Hay un reproche que Sloterdijk, el de las subversivas normas para el parque humano, hace a Habermas, el del «patriotismo constitucional» que un día deslumbró a nuestra derecha pochola y ágrafa. Sloterdijk ve en Habermas al padre de la versión social-liberal de la dictadura de la virtud («asociada con el arribismo académico y periodístico») y le reprocha que su lema, el lema del gran ético del discurso de Alemania, sea los fascistas son siempre los otros.
«El otro es fascista», titula Pemán su observación de que el «fascismo» es la primera idea política que se concede como un cargo honorífico y gratuito, sin intervención del candidato. El fascismo, dice, es un casino cuyas listas administran los del casino de enfrente. «Pero, ¿cómo sabe uno si pertenece o no a una sociedad en la que no se paga cuota, ni le hacen a uno firmar nada, ni se lleva lista de socios? Le dicen a uno que es socio, ¿y cómo lo desmiente uno?»
Visto así, «fascista» no es ni un sustantivo ni un adjetivo. Es un pronombre. Un pronombre demostrativo, como «éste», «aquel», «el otro». Y los pronombres, se insiste, los manejan los demás. Uno puede vigilar sus adjetivos y sus sustantivos. Pero los pronombres vienen de fuera y hay que resignarse a recibirlos. «Fascista» vale tanto como decir «el otro».
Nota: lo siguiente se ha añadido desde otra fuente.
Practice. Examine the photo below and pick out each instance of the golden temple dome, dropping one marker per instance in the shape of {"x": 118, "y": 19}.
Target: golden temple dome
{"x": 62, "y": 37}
Antes de la invención del «fascismo», las calificaciones políticas se hacían de dentro a fuera del individuo, es decir, que las hacía el propio interesado. Pero el «fascismo», subraya Pemán, es una calificación que no se conjuga en primera persona, sino en segunda o tercera. «Fulano es un fascista» no constituye una declaración política que hace el interesado. Es un diagnóstico que le hace una persona desde fuera, como si le asegurara: «Usted es diabético o escrufuloso o linfático. Usted no lo sabe, pero lo es...» Así es como han sido fascistas siempre los americanos. Pobres americanos. Del «fascismo social» de los 30 al «fascismo liberal» de los 60, pasando por el «fascismo del lenguaje» de los 90 hasta llegar al «fascismo imperial» del momento. Porque «fascista» no es una cosa que se es, sino que se encuentra uno siendo, y ahora quienes otorgan los nombramientos de «fascista» son los muertos vivientes del sesentayochismo de la tercera edad, cuyo mundo moral se divide entre los intrínsecamente decentes -ellos- y los intrínsecamente abominables, que, naturalmente, son siempre los demás.
Ocurre, concluye Pemán, que los demócratas son, por definición, los dueños de las democracias. Y como son los dueños, cuando quieren la empujan como un carrito de ruedas, y se la llevan... y entonces el otro se encuentra con que es «fascista», como se encuentra cualquiera con que es soltero cuando la novia dice que no.